Frankenstein
(dreams)Mary Shelley received her inspiration for the epic horror story Frankenstein; or, The Modern Prometheus while visiting with Lord Byron, the brother of her future husband, Percy Byron Shelley, at his Swiss villa in 1816. At the tender age of eighteen, she experienced an extraordinary nightmare following a “ghost story” session in which she had participated with Shelley, Byron, his mistress, and a local doctor. Byron, inspired by the stories shared in the group, suggested that all present should attempt to write a horror story. Mary Shelley had a nightmare that night that she recalled vividly enough to use as the basis for her novel. The following is part of her account of that nightmare.
My imagination, unbidden, possessed and guided me, gifting the successive images that arose in my mind with a vividness far beyond the usual bounds of reveries…. I saw the pale student of unhallowed arts kneeling beside the thing he had put together—I saw the hideous phantasm of a man stretched out, and then, on the working of some powerful engine, show signs of life, and stir with an uneasy, half-vital motion…. He would hope that, left to itself, the slight spark of life which he had communicated would fade; that this thing which had received such imperfect animation would subside into dead matter, and that he might sleep in the belief that the silence of the grave would quench forever the transient existence of the hideous corpse which he had looked upon as the cradle of life…. Swift as light and cheering was the idea that broke in upon me. “I have found it! What terrifies me will terrify others; and I need only describe the specter that had haunted my midnight pillow.” On the morrow, I announced that I had thought of the story.

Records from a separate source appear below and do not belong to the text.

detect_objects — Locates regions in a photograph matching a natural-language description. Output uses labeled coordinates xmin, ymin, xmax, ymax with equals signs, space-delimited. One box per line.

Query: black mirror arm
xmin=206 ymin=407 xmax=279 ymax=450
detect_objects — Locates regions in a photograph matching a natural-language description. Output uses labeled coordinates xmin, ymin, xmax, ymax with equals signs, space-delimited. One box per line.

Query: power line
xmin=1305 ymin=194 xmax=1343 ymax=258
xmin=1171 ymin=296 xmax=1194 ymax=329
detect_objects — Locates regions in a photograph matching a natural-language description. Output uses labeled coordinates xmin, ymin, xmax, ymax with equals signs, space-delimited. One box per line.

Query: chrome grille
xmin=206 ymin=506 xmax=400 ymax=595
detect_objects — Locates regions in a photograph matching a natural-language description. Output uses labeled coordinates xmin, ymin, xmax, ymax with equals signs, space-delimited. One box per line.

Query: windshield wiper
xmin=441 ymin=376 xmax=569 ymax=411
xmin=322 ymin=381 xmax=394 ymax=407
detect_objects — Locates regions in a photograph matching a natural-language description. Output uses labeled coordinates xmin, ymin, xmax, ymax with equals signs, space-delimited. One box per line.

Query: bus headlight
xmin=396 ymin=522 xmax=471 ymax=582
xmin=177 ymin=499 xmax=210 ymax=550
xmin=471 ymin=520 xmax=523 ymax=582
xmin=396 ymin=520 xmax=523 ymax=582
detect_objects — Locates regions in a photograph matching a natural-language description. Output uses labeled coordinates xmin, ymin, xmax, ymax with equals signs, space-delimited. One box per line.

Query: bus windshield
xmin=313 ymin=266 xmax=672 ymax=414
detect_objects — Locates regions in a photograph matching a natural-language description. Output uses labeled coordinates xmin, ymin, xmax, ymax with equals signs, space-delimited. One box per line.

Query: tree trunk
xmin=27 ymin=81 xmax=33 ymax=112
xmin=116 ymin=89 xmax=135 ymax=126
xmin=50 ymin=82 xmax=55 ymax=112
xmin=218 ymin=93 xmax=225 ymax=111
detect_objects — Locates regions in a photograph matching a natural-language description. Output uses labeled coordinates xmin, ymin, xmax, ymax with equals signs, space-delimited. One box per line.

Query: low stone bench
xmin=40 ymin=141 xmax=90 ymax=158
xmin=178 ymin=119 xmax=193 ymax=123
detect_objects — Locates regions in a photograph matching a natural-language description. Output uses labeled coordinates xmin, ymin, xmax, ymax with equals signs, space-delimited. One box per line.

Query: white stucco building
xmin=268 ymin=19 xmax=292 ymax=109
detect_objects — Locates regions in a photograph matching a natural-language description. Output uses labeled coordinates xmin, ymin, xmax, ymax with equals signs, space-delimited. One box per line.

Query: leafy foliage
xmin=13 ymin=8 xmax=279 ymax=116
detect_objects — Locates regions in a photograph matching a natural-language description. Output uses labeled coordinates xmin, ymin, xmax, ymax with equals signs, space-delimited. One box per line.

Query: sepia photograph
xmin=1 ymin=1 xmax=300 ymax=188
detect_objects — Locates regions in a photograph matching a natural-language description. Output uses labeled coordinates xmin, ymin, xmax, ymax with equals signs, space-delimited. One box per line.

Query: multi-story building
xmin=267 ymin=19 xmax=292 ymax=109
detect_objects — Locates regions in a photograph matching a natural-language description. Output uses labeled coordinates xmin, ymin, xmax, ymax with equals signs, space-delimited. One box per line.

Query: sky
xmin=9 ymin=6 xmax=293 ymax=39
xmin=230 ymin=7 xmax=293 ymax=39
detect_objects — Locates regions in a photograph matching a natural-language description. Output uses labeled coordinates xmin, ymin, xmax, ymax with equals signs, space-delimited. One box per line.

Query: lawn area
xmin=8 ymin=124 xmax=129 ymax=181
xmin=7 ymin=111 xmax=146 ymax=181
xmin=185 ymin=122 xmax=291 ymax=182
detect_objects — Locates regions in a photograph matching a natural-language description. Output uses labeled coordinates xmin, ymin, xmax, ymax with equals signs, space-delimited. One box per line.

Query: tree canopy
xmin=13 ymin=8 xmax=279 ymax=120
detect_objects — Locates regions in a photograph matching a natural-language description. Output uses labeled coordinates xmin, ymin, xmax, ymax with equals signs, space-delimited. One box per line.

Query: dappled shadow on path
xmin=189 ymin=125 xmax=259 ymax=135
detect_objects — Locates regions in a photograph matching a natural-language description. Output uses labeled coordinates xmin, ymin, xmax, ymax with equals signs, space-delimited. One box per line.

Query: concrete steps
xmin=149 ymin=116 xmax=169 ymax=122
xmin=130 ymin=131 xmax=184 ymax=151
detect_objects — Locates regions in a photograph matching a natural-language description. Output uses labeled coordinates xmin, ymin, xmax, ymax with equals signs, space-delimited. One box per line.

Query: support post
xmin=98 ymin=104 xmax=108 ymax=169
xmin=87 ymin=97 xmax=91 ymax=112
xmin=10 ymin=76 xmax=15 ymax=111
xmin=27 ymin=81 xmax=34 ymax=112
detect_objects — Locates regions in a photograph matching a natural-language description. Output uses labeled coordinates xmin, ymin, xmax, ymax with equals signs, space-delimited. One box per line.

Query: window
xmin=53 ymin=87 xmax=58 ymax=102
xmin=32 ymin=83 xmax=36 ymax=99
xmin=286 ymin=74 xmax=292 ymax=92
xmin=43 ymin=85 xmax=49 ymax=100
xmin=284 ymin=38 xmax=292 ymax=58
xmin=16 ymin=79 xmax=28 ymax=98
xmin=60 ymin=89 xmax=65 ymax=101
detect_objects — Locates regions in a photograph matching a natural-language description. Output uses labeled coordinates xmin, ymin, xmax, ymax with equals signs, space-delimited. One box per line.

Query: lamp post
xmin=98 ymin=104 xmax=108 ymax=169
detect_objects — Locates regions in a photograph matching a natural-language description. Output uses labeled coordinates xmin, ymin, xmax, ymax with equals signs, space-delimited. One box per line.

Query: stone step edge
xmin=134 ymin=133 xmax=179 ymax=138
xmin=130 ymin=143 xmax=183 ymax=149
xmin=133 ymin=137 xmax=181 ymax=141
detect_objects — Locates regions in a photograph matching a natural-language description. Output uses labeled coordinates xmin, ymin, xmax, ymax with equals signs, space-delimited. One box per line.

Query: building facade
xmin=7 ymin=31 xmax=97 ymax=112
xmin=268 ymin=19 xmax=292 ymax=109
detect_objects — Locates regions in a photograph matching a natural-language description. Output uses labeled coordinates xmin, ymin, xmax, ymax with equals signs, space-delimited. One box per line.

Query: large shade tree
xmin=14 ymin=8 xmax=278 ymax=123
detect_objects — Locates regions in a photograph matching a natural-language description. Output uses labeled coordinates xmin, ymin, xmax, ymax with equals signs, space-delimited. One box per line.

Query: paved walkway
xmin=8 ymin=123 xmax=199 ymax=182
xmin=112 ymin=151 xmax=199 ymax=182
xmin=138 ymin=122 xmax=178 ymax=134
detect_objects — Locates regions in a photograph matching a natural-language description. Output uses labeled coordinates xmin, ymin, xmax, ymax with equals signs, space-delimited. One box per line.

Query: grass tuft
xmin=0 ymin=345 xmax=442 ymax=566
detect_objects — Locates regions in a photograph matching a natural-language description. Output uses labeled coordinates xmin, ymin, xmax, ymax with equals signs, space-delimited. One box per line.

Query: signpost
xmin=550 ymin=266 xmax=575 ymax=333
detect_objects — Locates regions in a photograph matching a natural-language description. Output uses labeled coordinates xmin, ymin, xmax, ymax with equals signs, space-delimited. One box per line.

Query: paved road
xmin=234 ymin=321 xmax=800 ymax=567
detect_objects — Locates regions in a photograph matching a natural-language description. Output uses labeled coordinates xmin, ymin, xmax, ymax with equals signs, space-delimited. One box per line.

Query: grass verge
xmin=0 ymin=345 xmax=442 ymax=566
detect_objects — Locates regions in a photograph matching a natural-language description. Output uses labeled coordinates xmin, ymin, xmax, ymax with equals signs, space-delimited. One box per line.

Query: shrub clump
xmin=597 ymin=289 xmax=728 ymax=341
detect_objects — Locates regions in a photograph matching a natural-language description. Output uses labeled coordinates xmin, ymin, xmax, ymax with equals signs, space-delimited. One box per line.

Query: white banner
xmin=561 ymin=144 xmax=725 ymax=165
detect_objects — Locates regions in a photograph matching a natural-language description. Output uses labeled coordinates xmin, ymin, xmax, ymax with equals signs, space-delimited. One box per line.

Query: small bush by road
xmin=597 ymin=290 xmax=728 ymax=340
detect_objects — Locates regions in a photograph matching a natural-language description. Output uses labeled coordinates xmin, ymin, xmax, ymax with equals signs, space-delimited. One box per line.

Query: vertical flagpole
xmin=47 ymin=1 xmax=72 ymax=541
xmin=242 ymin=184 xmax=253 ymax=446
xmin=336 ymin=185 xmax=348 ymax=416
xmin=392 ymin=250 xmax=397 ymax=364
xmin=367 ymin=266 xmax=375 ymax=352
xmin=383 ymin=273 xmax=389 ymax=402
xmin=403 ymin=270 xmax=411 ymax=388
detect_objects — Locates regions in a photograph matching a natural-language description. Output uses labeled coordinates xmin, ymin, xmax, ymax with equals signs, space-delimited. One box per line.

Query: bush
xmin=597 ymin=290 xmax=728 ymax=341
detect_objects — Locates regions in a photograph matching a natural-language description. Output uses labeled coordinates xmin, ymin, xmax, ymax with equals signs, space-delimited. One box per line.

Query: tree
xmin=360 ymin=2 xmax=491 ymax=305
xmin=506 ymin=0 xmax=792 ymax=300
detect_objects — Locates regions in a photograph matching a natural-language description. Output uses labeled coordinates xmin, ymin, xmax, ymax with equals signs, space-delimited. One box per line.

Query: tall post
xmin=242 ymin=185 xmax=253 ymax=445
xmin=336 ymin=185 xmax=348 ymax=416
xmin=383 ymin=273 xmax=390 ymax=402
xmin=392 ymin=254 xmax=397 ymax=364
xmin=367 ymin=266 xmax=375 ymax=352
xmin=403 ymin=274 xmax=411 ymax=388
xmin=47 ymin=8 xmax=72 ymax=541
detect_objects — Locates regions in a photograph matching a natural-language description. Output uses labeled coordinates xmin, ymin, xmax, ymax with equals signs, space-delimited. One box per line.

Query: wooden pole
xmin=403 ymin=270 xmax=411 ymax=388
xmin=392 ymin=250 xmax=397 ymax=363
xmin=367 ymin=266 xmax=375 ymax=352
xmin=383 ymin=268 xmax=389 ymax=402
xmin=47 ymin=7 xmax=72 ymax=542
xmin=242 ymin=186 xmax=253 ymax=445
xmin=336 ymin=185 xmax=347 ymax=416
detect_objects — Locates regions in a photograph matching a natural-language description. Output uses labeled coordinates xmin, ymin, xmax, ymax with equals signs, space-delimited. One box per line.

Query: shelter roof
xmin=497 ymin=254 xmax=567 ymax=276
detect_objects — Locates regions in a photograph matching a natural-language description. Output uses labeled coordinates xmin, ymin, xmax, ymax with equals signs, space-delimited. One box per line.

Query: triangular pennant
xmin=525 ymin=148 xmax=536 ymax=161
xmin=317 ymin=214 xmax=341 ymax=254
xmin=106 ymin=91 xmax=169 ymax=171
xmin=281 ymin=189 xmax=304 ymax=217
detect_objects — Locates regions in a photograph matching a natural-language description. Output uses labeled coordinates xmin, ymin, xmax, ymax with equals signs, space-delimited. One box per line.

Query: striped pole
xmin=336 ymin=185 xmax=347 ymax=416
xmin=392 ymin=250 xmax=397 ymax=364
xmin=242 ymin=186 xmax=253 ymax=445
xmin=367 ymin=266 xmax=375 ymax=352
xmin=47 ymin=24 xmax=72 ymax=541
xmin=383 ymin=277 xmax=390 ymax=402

Frankenstein was published in 1818. The novel is based, in part, on Luigi Galvani, a scientist who concluded through a series of experiments that electricity was the secret of life. He believed it was actually possible to reanimate a corpse by using an electrical stimulus.
In the story, Shelley tells a tale of scientific terror in which Victor Frankenstein creates a living being out of the parts of decomposing corpses. The Frankenstein monster in the original version of the story was an intelligent being who was not only able to speak but also reason. He possessed sophisticated reading capabilities and knowledge; the objectionable irrationality of his temperament was his one significant negative characteristic. Shelley describes the monster as being a living travesty of death, comprised of the pieces of the recently buried dead.
The monster’s struggle with Victor parallels, in some ways, the biblical struggle of the demons and God. When, in the end, the monster is triumphant he exhibits feelings of remorse, regret, and self-hatred. His acknowledgement of the emptiness of retribution shows a sense of human compassion that is absent in most villains. In the end, the creature vows to destroy itself, but the story concludes with it disappearing into the snowy darkness.